Yucca is a genus of evergreen plants, with approximately 40 species that grow in dry, desert-like areas. However, this is a common misconception, because members of the Yucca family can be found growing in 30 of the States in America, from New Jersey, down to Florida, and west to California. Yuccas can be grown as small shrubs or yucca trees, up to 30 feet tall, depending upon the yucca species. Yucca has lance-shaped leaves growing in a rosette pattern, on a woody stem or trunk-like frame. Yucca plants may vary dramatically in color from shades of green, to white or yellow stripes, to blue-green hues, as with Yucca rostrata, a jewel for any garden. Most yucca plants are stiff and sharp pointed, like the Spanish Bayonet (Yucca aloifolia), while some yuccas have flexable soft leaves, such as Golden Garland Yucca (Yucca flaccida). The flower blooms of yucca grow in summer, and develop into a beautiful, creamy-white pendulum of bell-shaped flowers that tower 8 feet above the mother plant. Yuccas are very adaptable and are among the oldest living trees in the world. The Joshua Tree (Yucca brevifolia), Yucca filimentosa (Bear Grass or Adam’s Needle) is among the most cold-hardy and widely grown varieties. The strong, stringy filament (fiber), that run a course from the needle tip, down the margin of the leaf, was used by native Americans for making into garments and possibly the treating of war wounds.

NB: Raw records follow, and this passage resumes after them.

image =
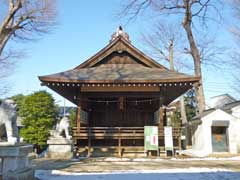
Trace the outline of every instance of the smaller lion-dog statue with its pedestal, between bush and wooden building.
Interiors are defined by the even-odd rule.
[[[50,131],[50,138],[47,141],[48,150],[46,157],[56,159],[70,159],[72,152],[72,137],[69,135],[70,119],[64,116],[56,125],[55,130]]]

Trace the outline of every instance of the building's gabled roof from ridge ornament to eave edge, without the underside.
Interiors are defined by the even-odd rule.
[[[192,82],[199,77],[170,71],[134,47],[122,29],[109,44],[72,70],[40,76],[44,82]]]

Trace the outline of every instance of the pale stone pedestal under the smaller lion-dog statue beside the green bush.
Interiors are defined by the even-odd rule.
[[[50,137],[47,144],[46,157],[53,159],[71,159],[73,157],[72,140],[64,137]]]

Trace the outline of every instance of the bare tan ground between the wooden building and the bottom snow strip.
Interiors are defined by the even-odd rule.
[[[36,170],[62,170],[76,173],[139,171],[181,168],[220,168],[240,172],[239,158],[225,159],[106,159],[92,158],[81,160],[36,159],[33,168]]]

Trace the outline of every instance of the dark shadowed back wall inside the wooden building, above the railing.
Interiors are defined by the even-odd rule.
[[[92,127],[143,127],[154,125],[154,109],[141,104],[118,103],[95,106],[89,113],[89,125]]]

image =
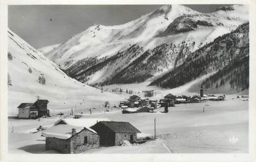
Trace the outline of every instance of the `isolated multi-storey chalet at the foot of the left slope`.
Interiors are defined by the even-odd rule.
[[[49,116],[48,100],[36,100],[34,103],[20,103],[18,118],[36,119]]]

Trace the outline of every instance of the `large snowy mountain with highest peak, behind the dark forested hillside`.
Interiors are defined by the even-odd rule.
[[[123,25],[94,25],[46,56],[82,83],[138,83],[162,75],[218,36],[248,21],[247,6],[203,14],[162,6]]]

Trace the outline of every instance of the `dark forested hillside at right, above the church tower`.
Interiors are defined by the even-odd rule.
[[[249,88],[249,23],[192,52],[184,63],[150,85],[174,88],[209,73],[213,75],[203,81],[205,89],[226,84],[235,91]]]

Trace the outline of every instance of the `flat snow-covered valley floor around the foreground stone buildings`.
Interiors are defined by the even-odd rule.
[[[249,145],[248,100],[226,95],[225,101],[180,104],[169,113],[122,114],[120,109],[109,112],[94,110],[86,118],[108,118],[128,121],[141,132],[154,134],[157,140],[139,145],[100,147],[84,153],[247,153]],[[205,104],[209,106],[202,112]],[[232,116],[232,118],[231,118]],[[9,119],[9,153],[58,153],[45,151],[45,137],[34,134],[39,125],[51,127],[59,116],[32,119]],[[12,131],[14,129],[14,132]]]

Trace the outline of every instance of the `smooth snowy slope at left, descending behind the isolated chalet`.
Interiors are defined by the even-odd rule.
[[[17,113],[22,102],[35,102],[37,97],[49,100],[50,113],[71,108],[99,107],[108,100],[114,104],[118,95],[103,92],[67,76],[51,60],[31,47],[12,30],[8,30],[8,107]]]

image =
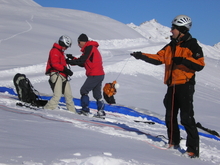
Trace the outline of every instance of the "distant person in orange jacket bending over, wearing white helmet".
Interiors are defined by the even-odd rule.
[[[117,93],[117,88],[119,88],[119,84],[117,81],[113,81],[112,83],[106,83],[103,88],[103,96],[107,103],[115,104],[114,95]]]

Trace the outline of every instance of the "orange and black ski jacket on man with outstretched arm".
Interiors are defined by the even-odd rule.
[[[205,62],[202,48],[190,33],[185,34],[180,41],[172,40],[157,54],[142,53],[141,59],[154,65],[165,64],[164,84],[168,86],[195,84],[195,72],[204,68]],[[183,57],[182,63],[173,63],[173,57]]]

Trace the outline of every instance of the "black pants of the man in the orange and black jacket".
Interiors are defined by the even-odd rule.
[[[178,111],[180,109],[181,124],[187,133],[186,146],[188,152],[199,156],[199,135],[196,128],[193,111],[194,85],[190,83],[168,87],[164,98],[166,108],[166,126],[170,144],[180,143],[180,130],[178,127]]]

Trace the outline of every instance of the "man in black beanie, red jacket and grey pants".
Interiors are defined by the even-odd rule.
[[[82,55],[79,58],[69,55],[71,60],[67,59],[70,65],[79,65],[85,67],[87,79],[80,89],[82,109],[79,114],[88,115],[89,109],[89,92],[93,92],[93,97],[97,103],[97,117],[104,117],[104,101],[102,100],[102,81],[104,80],[104,69],[102,66],[102,56],[98,50],[98,42],[89,41],[86,34],[78,37],[78,45],[81,48]]]

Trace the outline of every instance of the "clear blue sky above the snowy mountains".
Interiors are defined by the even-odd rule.
[[[156,19],[171,26],[180,14],[192,18],[191,34],[200,42],[213,46],[220,42],[220,0],[34,0],[43,7],[88,11],[122,23],[140,25]]]

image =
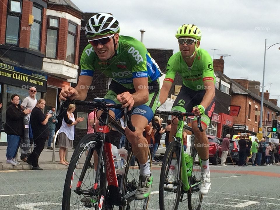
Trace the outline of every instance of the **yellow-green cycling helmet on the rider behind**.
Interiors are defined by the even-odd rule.
[[[180,26],[175,34],[176,38],[178,39],[181,36],[190,36],[197,40],[201,40],[201,31],[200,29],[194,24],[183,24]]]

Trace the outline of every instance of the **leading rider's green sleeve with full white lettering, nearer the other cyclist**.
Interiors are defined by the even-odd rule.
[[[146,47],[140,41],[134,41],[128,48],[129,62],[132,65],[133,78],[148,77]]]

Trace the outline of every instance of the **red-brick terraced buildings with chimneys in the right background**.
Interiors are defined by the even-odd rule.
[[[223,64],[222,61],[220,62]],[[231,84],[231,89],[229,90],[231,95],[231,108],[233,108],[233,106],[240,107],[239,114],[237,116],[231,116],[234,115],[234,113],[231,111],[229,113],[228,122],[230,122],[230,127],[233,126],[231,130],[229,130],[229,133],[237,134],[240,132],[247,132],[256,135],[260,122],[260,82],[249,81],[246,79],[230,79],[225,74],[223,74],[222,64],[216,65],[215,69],[214,61],[216,75],[217,77],[222,78],[225,82]],[[269,99],[269,93],[266,91],[264,93],[263,105],[263,130],[266,130],[266,121],[271,121],[272,118],[277,118],[279,120],[278,113],[280,113],[280,108],[277,106],[277,100]],[[266,135],[267,133],[264,133],[264,136]]]

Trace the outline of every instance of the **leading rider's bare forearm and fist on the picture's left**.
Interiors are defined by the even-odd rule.
[[[76,88],[65,85],[60,92],[59,98],[66,100],[69,97],[71,100],[85,100],[91,83],[92,76],[81,75]]]

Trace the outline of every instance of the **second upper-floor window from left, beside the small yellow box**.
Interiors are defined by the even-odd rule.
[[[29,48],[34,50],[40,50],[42,9],[33,6],[32,15],[34,16],[34,23],[30,28]]]

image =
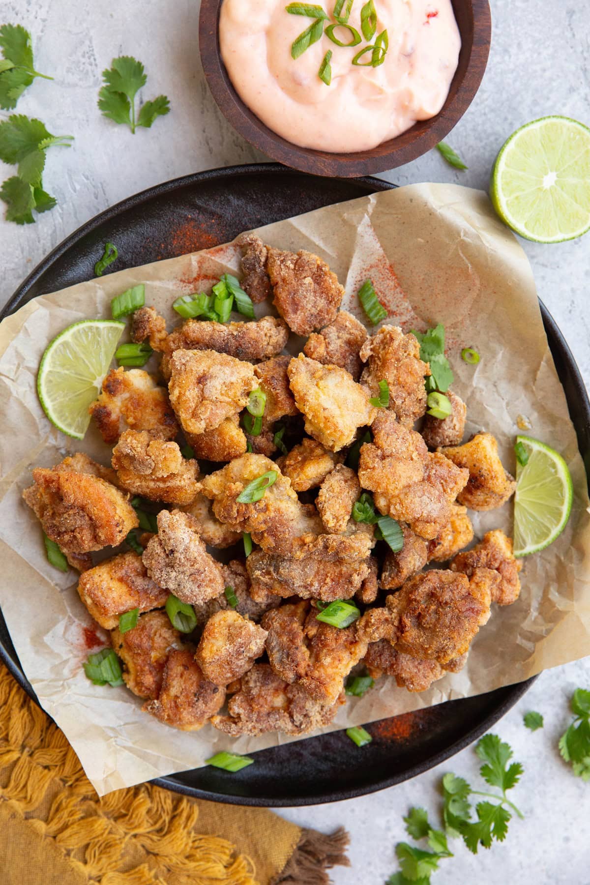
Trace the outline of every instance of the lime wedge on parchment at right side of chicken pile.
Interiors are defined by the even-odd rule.
[[[517,436],[528,455],[517,462],[514,498],[514,555],[543,550],[561,535],[570,519],[573,489],[568,466],[559,452],[531,436]]]

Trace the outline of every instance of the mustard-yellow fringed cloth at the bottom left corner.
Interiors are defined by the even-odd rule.
[[[99,799],[0,665],[0,885],[325,885],[348,841],[149,783]]]

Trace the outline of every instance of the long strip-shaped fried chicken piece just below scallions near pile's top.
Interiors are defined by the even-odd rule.
[[[270,359],[285,347],[288,336],[287,323],[277,317],[263,317],[244,323],[187,319],[168,335],[162,374],[166,380],[170,378],[175,350],[215,350],[241,360]]]

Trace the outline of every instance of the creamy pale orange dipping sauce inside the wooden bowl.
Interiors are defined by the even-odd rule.
[[[451,0],[374,0],[376,35],[387,28],[383,64],[351,64],[367,41],[341,47],[324,35],[299,58],[291,44],[313,19],[290,15],[288,0],[224,0],[219,19],[221,55],[241,99],[287,141],[336,152],[370,150],[417,120],[437,114],[456,71],[461,38]],[[333,23],[334,0],[317,2]],[[349,25],[362,36],[355,0]],[[349,42],[350,34],[334,35]],[[372,38],[371,43],[374,42]],[[332,50],[332,82],[318,70]],[[369,60],[367,53],[364,60]]]

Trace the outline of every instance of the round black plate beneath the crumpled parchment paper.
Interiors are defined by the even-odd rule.
[[[168,181],[80,227],[27,277],[0,318],[34,296],[90,279],[105,240],[119,247],[119,259],[110,268],[115,271],[227,242],[250,227],[390,187],[375,178],[314,178],[273,164],[235,166]],[[587,465],[586,389],[563,336],[540,306]],[[0,657],[34,697],[1,613]],[[205,767],[156,783],[195,797],[250,805],[318,804],[362,796],[405,781],[462,750],[510,710],[532,682],[372,723],[368,730],[373,741],[362,753],[343,732],[333,732],[263,750],[256,754],[256,765],[240,773]]]

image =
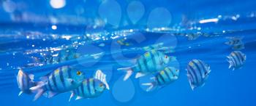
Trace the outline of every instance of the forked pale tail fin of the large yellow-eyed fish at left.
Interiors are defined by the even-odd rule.
[[[45,89],[43,88],[45,86],[45,83],[42,81],[37,82],[37,86],[31,87],[30,90],[32,92],[37,92],[37,94],[34,96],[33,101],[37,100],[39,97],[42,96],[42,94],[45,93]]]

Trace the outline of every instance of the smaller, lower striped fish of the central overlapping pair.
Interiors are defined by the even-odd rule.
[[[159,71],[156,76],[153,77],[154,81],[151,83],[142,83],[143,86],[149,86],[146,91],[150,91],[156,86],[166,86],[178,79],[179,70],[172,67],[166,67],[164,70]]]

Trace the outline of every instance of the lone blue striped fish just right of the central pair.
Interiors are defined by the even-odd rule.
[[[192,90],[199,86],[203,86],[210,72],[211,70],[209,65],[206,65],[203,61],[190,61],[189,65],[187,65],[187,77]]]

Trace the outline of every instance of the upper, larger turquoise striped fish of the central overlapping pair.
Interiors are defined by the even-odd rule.
[[[124,81],[126,81],[134,72],[137,73],[135,78],[139,78],[148,73],[156,73],[163,70],[172,60],[176,60],[175,57],[168,57],[163,52],[151,50],[135,59],[134,66],[129,68],[118,68],[117,70],[127,71],[126,76],[124,76]]]

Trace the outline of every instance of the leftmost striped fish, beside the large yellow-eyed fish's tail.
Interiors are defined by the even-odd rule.
[[[18,96],[20,96],[22,93],[33,94],[33,92],[29,89],[33,86],[37,86],[37,82],[34,82],[33,80],[34,75],[24,73],[23,70],[18,71],[17,83],[20,89]]]

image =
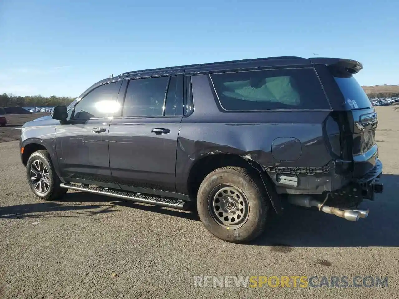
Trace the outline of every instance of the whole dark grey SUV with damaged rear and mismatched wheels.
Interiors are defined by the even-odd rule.
[[[68,189],[197,207],[230,242],[288,203],[365,218],[382,192],[378,120],[359,62],[271,57],[122,73],[22,128],[35,195]]]

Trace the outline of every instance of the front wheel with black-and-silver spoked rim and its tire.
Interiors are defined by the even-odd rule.
[[[52,201],[60,199],[67,193],[67,189],[59,187],[61,181],[54,170],[47,150],[41,149],[32,153],[26,169],[30,189],[40,199]]]

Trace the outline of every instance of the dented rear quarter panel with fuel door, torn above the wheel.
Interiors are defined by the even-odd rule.
[[[302,110],[229,113],[215,100],[207,75],[192,76],[192,92],[195,111],[183,118],[178,137],[176,190],[179,193],[187,194],[190,170],[209,155],[233,154],[255,161],[276,186],[281,184],[277,173],[271,170],[273,167],[317,169],[332,160],[324,124],[330,110],[314,110],[312,117],[309,111]],[[304,183],[306,187],[311,185]],[[306,187],[299,180],[294,188]],[[320,188],[325,189],[329,187]]]

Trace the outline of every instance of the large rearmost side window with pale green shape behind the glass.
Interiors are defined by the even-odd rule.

The roots of Yucca were also used to make soap. The primary use for yucca plants in today’s landscapes are for their ornamental beauty, like we find in Yucca flaccida ‘Golden Sword’, in terracotta pots or in ground landscape plantings. Some people use Yucca aloifolia ‘Spanish Bayonet’, Yucca treculeana ‘Spanish Dagger’, or even Yucca brevifolia ‘Joshua Tree’, as security hedges for their beautiful and exotically bazaar, stiff leaves, hence the nickname, “Burlars’ Nightmare.” Yucca plants are typicall sunlovers, growing in well drained soils, but are adaptive and often grow faster in moderately moist areas, such as the Southeastern U.S.